Very importantly, please note that Merck already has an expanded access program underway for their anti-PD1 agent, MK-3475 (Pembrolizumab). This expanded access program is currently OPEN, and children as young as 12 (yes, twelve!) are eligible. The only problem is that it is restricted to metastatic melanoma, which is a rare cancer in children, but does occur. Nonetheless, this expanded access initiative serves to strengthen the argument as to why Nathalie should be granted Compassionate Use, considering that this program is currently providing anti-PD1 therapy to children, including those younger than Nathalie — it is just too restrictive from a tumor type standpoint.
If the patient in question were one of my daughters, with a rare stage IV PD1-positive tumor that has exhausted all other options (including antiangiogenic agents like Cediranib and Sunitinib), I would be doing precisely what the Traller family is doing: pursing anti-PD1/PDL1 therapy. Overall, I see Nathalie as the “poster child” for Compassionate Use, not just because of her age but because of the biology of her particular tumor coupled with a number of other clinical factors that would suggest the potential to do well on this treatment — which truly is her only viable option but a really good one considering her PD1-expressive tumor per NCI testing, with the potential to alter the course of her disease.

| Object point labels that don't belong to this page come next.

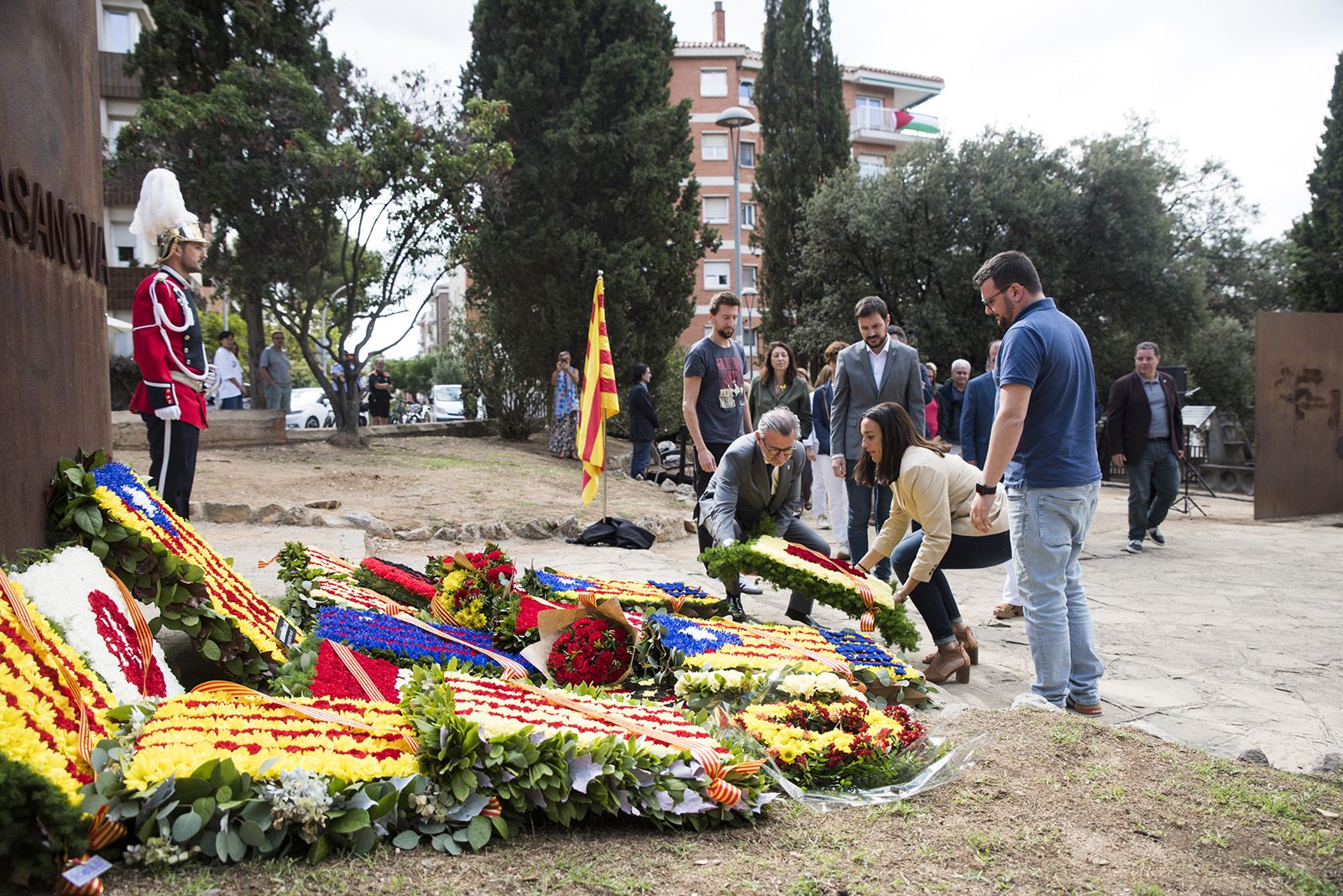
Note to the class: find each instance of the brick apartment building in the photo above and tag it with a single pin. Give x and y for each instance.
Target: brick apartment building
(715, 76)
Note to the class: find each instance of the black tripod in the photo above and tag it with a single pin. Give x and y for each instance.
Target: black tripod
(1186, 501)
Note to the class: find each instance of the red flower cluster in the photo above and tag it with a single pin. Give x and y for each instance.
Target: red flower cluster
(591, 651)
(528, 609)
(121, 643)
(402, 576)
(494, 565)
(828, 562)
(333, 680)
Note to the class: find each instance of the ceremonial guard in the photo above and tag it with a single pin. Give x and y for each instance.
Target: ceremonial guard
(168, 346)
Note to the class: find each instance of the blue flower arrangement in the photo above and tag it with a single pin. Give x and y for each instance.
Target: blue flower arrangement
(121, 481)
(689, 638)
(387, 636)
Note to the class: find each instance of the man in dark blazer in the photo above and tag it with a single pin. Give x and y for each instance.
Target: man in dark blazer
(868, 373)
(1146, 434)
(644, 421)
(760, 474)
(977, 416)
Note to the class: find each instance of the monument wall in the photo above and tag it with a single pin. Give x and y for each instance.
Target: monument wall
(54, 392)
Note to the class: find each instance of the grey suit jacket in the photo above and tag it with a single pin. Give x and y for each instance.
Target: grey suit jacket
(856, 392)
(739, 492)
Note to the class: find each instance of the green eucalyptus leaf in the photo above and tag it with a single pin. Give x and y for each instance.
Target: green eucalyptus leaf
(406, 840)
(187, 826)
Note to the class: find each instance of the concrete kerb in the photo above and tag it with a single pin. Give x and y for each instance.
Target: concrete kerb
(327, 514)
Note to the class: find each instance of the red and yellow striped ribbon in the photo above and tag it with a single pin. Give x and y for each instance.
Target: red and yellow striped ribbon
(512, 669)
(20, 612)
(836, 665)
(144, 636)
(720, 789)
(358, 672)
(868, 623)
(239, 692)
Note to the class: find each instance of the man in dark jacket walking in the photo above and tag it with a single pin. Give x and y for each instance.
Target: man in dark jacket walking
(951, 399)
(1146, 434)
(644, 420)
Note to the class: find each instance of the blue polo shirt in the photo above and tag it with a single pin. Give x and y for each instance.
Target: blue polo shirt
(1047, 351)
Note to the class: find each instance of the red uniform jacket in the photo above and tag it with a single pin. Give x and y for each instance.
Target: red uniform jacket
(165, 342)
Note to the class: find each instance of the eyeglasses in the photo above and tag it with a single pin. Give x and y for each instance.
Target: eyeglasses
(990, 300)
(770, 451)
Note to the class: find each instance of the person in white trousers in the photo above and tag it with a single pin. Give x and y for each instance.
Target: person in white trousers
(829, 497)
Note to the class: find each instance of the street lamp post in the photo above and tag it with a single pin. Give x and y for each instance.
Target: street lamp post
(735, 118)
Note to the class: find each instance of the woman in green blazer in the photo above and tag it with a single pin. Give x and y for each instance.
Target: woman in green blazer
(779, 385)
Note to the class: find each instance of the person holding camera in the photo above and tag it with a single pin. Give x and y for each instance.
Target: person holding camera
(564, 420)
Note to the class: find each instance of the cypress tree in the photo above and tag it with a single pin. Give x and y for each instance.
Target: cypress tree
(805, 134)
(1316, 284)
(599, 159)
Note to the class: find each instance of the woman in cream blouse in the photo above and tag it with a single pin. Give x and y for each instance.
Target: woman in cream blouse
(935, 490)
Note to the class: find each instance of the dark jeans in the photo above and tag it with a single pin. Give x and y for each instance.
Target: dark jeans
(1152, 487)
(175, 483)
(640, 461)
(702, 482)
(933, 597)
(860, 508)
(798, 533)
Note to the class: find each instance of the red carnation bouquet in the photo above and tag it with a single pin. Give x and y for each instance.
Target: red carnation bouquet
(588, 644)
(593, 651)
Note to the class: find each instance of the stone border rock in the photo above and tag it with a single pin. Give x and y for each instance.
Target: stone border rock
(316, 514)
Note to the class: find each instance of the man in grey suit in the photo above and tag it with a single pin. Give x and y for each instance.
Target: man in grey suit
(760, 474)
(870, 372)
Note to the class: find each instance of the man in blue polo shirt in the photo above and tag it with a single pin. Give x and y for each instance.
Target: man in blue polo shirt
(1044, 450)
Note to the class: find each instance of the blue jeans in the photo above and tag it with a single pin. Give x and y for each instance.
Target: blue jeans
(860, 508)
(1048, 530)
(933, 597)
(640, 461)
(1152, 487)
(277, 398)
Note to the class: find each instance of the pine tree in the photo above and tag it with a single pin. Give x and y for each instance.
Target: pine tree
(1316, 282)
(805, 136)
(205, 70)
(599, 159)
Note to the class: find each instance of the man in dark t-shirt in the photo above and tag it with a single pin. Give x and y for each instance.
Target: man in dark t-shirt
(379, 394)
(713, 396)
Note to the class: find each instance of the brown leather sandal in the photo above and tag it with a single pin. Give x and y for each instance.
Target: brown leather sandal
(947, 664)
(1084, 708)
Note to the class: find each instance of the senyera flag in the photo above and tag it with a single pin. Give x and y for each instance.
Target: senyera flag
(915, 121)
(599, 396)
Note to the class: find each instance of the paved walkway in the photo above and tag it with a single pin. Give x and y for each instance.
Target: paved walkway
(1226, 638)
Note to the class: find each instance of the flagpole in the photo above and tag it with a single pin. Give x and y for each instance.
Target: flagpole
(604, 482)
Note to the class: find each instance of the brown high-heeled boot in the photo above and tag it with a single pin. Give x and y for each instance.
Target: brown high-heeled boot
(967, 640)
(951, 660)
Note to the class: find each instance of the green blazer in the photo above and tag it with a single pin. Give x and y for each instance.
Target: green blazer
(797, 398)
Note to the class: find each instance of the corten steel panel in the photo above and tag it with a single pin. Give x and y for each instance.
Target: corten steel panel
(53, 331)
(1298, 399)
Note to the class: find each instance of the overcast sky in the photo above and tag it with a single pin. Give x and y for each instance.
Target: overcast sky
(1242, 81)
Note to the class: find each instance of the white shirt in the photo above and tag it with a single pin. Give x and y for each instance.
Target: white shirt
(228, 369)
(879, 361)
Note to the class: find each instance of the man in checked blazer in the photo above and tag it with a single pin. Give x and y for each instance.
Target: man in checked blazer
(870, 372)
(760, 474)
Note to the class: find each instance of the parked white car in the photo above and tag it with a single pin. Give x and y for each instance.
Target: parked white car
(447, 403)
(308, 408)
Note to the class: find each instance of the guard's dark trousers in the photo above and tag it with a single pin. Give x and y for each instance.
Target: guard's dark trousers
(172, 461)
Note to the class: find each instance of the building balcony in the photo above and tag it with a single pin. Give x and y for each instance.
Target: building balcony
(892, 127)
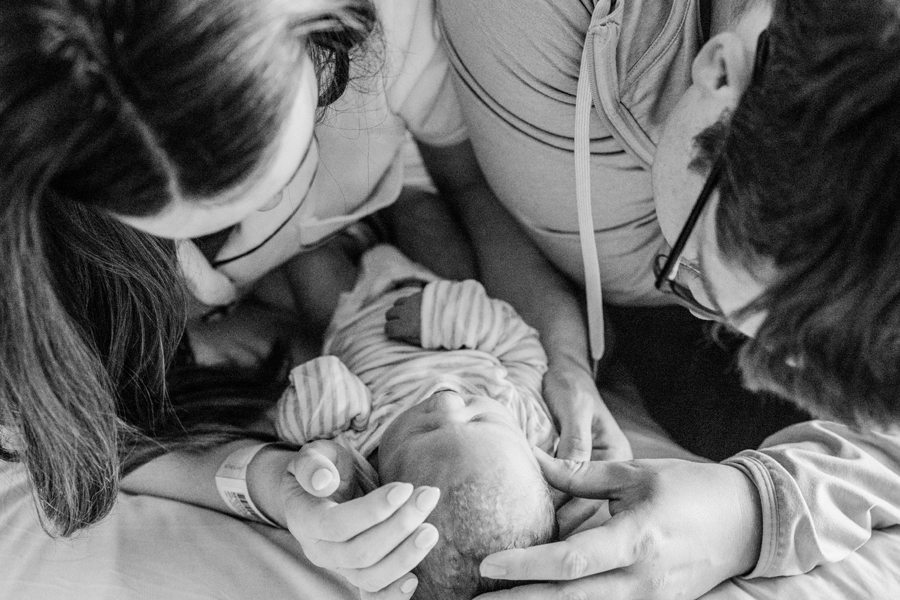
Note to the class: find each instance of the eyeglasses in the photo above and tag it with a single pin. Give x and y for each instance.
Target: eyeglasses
(668, 269)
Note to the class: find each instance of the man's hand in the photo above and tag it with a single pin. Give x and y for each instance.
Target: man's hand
(404, 320)
(587, 428)
(677, 530)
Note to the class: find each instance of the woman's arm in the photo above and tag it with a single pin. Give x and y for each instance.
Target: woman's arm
(373, 541)
(513, 269)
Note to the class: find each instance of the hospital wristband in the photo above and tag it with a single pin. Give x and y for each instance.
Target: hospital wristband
(231, 481)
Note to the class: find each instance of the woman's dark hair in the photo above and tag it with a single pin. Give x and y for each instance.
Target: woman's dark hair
(812, 187)
(114, 106)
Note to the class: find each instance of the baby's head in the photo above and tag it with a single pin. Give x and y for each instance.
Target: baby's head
(493, 496)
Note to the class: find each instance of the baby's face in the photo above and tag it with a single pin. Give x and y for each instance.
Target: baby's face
(449, 436)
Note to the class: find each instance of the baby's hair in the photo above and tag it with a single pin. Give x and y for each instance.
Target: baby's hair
(477, 517)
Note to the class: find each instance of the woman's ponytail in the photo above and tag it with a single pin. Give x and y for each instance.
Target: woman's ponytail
(89, 309)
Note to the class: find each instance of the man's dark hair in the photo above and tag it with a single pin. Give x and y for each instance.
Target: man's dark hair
(812, 186)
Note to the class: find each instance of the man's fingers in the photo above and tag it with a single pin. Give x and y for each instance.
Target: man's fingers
(598, 480)
(323, 519)
(613, 545)
(401, 589)
(617, 585)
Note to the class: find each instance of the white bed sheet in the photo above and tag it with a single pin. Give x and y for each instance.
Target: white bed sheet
(154, 549)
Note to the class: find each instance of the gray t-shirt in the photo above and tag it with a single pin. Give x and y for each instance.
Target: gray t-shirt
(517, 65)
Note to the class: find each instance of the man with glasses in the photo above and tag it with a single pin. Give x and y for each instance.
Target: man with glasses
(743, 158)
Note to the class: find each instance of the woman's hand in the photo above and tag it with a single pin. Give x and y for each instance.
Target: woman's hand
(587, 429)
(375, 540)
(677, 530)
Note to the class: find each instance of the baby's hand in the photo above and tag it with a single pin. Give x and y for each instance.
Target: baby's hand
(404, 320)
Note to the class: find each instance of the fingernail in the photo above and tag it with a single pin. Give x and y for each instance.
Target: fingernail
(492, 570)
(409, 586)
(427, 499)
(426, 538)
(321, 479)
(400, 494)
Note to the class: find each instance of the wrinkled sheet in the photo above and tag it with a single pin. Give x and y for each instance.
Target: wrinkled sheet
(154, 549)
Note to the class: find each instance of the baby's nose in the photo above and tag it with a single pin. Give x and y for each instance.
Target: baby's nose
(447, 401)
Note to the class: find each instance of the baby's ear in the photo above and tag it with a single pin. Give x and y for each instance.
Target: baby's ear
(403, 321)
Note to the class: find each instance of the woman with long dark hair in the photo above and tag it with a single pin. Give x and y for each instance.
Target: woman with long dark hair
(163, 149)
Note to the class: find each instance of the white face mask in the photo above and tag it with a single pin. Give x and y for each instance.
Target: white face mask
(188, 218)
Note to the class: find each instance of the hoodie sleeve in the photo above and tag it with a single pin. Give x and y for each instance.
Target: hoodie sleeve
(824, 489)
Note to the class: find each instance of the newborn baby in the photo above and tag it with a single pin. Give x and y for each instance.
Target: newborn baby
(459, 410)
(493, 495)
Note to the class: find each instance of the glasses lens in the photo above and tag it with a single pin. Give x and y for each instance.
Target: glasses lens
(681, 290)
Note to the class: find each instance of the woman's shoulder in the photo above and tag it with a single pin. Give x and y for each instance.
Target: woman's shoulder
(407, 25)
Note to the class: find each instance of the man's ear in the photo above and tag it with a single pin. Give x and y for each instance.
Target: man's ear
(723, 68)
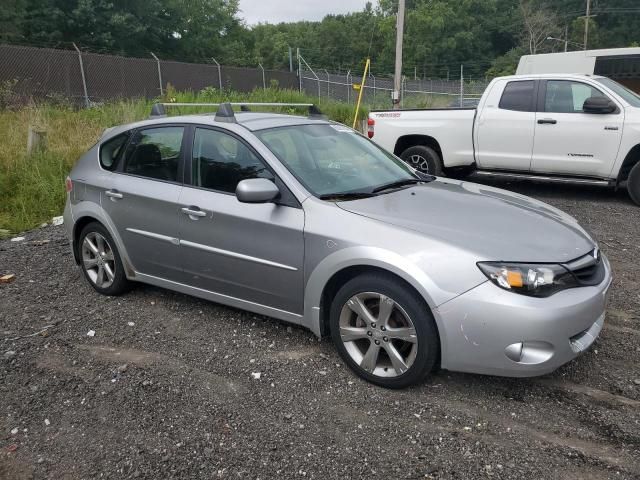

Nothing is a slam dunk, certainly not in cancer. But this treatment provides the opportunity to give Nathalie a real shot at life. Thus, I myself, made the exception to jump in and do what I can to speak up for her. But I have no magical powers for providing the drug, so we need to find others who will make an exception to allow her either (1) Compassionate Use or (2) participation in one of the ongoing “adult trials”, which she would be eligible for right now if it were not for being 15 instead of 18. I am optimistic that a lot of positive change is going to come from Nathalie’s ordeal – but we need to do everything we can to save her in the meantime, and making her wait for a pediatric trial with TBD timing (rather than providing her with the drug when she needs it, which is NOW) is not fair but so modifiable.